RFC Errata
Found 2 records.
Status: Verified (2)
RFC 8806, "Running a Root Server Local to a Resolver", June 2020
Source of RFC: dnsop (ops)
Errata ID: 8634
Status: Verified
Type: Technical
Publication Format(s) : TEXT, PDF, HTML
Reported By: Petr Špaček
Date Reported: 2025-11-14
Verifier Name: Mohamed BOUCADAIR
Date Verified: 2025-11-17
Section B.1 says:
view root {
match-destinations { 127.12.12.12; };
zone "." {
type slave;
file "rootzone.db";
notify no;
masters {
199.9.14.201; # b.root-servers.net
192.33.4.12; # c.root-servers.net
199.7.91.13; # d.root-servers.net
192.5.5.241; # f.root-servers.net
192.112.36.4; # g.root-servers.net
193.0.14.129; # k.root-servers.net
192.0.47.132; # xfr.cjr.dns.icann.org
192.0.32.132; # xfr.lax.dns.icann.org
2001:500:200::b; # b.root-servers.net
2001:500:2::c; # c.root-servers.net
2001:500:2d::d; # d.root-servers.net
2001:500:2f::f; # f.root-servers.net
2001:500:12::d0d; # g.root-servers.net
2001:7fd::1; # k.root-servers.net
2620:0:2830:202::132; # xfr.cjr.dns.icann.org
2620:0:2d0:202::132; # xfr.lax.dns.icann.org
};
};
};
view recursive {
dnssec-validation auto;
allow-recursion { any; };
recursion yes;
zone "." {
type static-stub;
server-addresses { 127.12.12.12; };
};
};
It should say:
// Warning:
// Error handling and transitional states of a server with this
// configuration do not conform to the requirements given in
// this document.
view root {
match-destinations { 127.12.12.12; };
zone "." {
type slave;
file "rootzone.db";
notify no;
masters {
199.9.14.201; # b.root-servers.net
192.33.4.12; # c.root-servers.net
199.7.91.13; # d.root-servers.net
192.5.5.241; # f.root-servers.net
192.112.36.4; # g.root-servers.net
193.0.14.129; # k.root-servers.net
192.0.47.132; # xfr.cjr.dns.icann.org
192.0.32.132; # xfr.lax.dns.icann.org
2001:500:200::b; # b.root-servers.net
2001:500:2::c; # c.root-servers.net
2001:500:2d::d; # d.root-servers.net
2001:500:2f::f; # f.root-servers.net
2001:500:12::d0d; # g.root-servers.net
2001:7fd::1; # k.root-servers.net
2620:0:2830:202::132; # xfr.cjr.dns.icann.org
2620:0:2d0:202::132; # xfr.lax.dns.icann.org
};
};
};
view recursive {
dnssec-validation auto;
allow-recursion { any; };
recursion yes;
zone "." {
type static-stub;
server-addresses { 127.12.12.12; };
};
};
Notes:
This requirement is not met by the listed configuration:
In a resolver that is using an internal service for the root zone, if the contents of the root zone cannot be refreshed before the expire time in the SOA, the resolver MUST immediately switch to using non-local root servers.
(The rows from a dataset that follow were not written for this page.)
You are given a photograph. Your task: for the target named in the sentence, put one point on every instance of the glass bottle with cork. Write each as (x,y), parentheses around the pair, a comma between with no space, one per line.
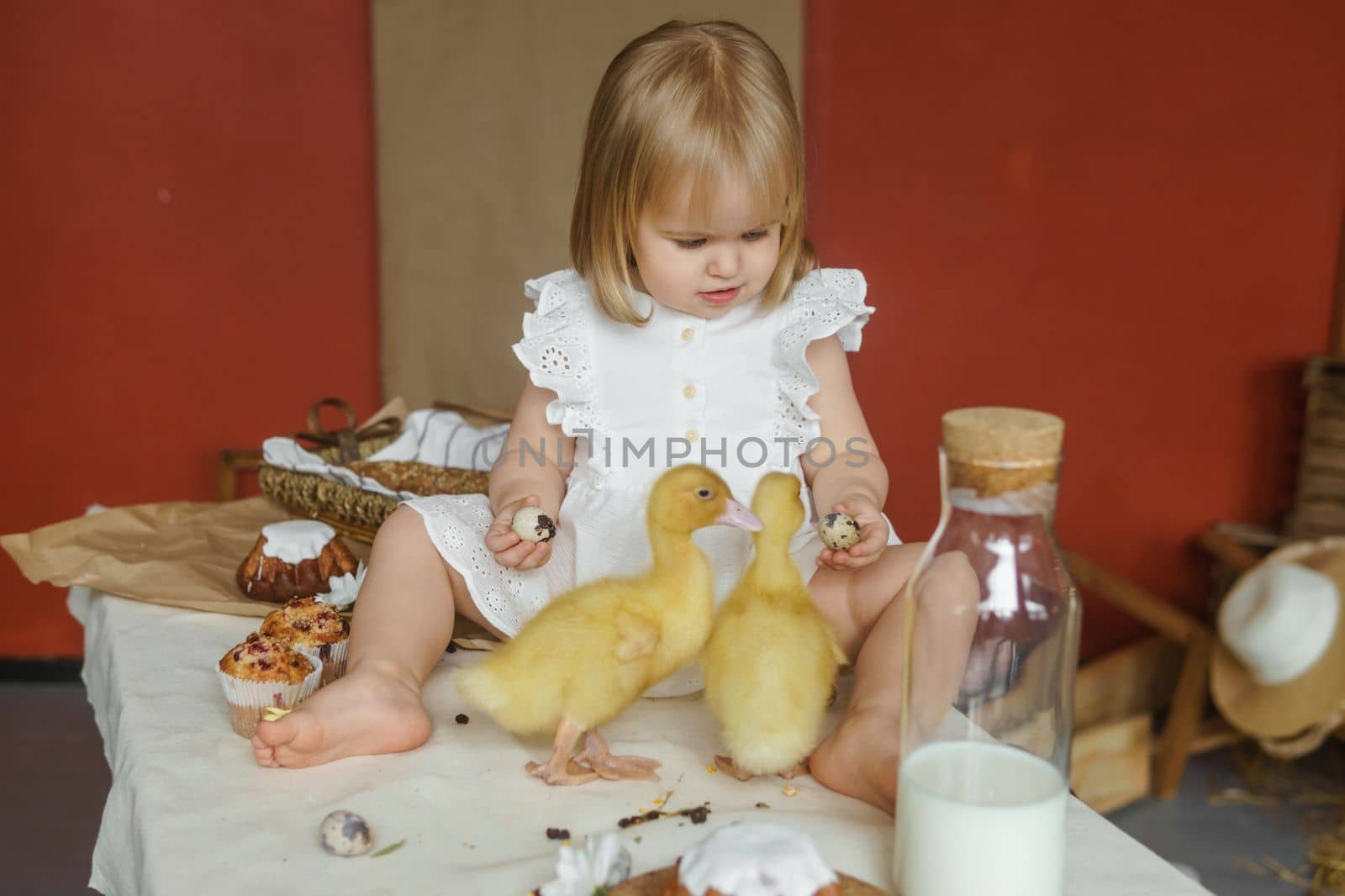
(990,653)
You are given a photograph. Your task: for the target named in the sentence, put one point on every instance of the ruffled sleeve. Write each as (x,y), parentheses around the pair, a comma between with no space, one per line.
(556,349)
(824,303)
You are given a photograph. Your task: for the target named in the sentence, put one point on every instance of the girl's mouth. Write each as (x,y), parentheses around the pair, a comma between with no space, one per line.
(721,296)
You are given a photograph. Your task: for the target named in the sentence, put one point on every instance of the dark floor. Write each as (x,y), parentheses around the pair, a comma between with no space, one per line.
(55,772)
(57,777)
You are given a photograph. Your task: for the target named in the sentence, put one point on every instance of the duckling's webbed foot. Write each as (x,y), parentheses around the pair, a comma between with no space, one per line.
(615,767)
(730,767)
(560,770)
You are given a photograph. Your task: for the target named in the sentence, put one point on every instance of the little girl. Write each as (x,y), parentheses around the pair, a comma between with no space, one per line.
(693,329)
That is a feature (= intended behavior) of the listed configuration, not a bug in implementation.
Also, resolution will fail during server startup - before root zone is transferred for the first time. I would not be surprised if other edge cases are also non-conformant.
==Verifier note===
Refer to the authors check at: https://mailarchive.ietf.org/arch/msg/dnsop/wDPwMG-_6GElzDqS7IdzK5C_8dM/
Errata ID: 7692
Status: Verified
Type: Editorial
Publication Format(s) : TEXT, PDF, HTML
Reported By: Deliang Chang
Date Reported: 2023-10-31
Verifier Name: RFC Editor
Date Verified: 2023-10-31
Section 3 says:
There is a risk that a system using a local authoritative server for the root zone cannot refresh the contents of the root zone before the expire time in the SOA. A system using a local authoritative server for the root zone MUST NOT serve stale data for the root zone. To mitigate the risk that stale data is served, the local root server MUST immediately switch to using non-local root servers when it detects that it would be serving state data.
It should say:
There is a risk that a system using a local authoritative server for the root zone cannot refresh the contents of the root zone before the expire time in the SOA. A system using a local authoritative server for the root zone MUST NOT serve stale data for the root zone. To mitigate the risk that stale data is served, the local root server MUST immediately switch to using non-local root servers when it detects that it would be serving stale data.
Notes:
Based on the context, it seems that in the last sentence the intended word is "stale" as in stale data, instead of "state". So, I believe there might be a typo in the text, and the correct interpretation would be to swith back to the non-local root when stale data is detected.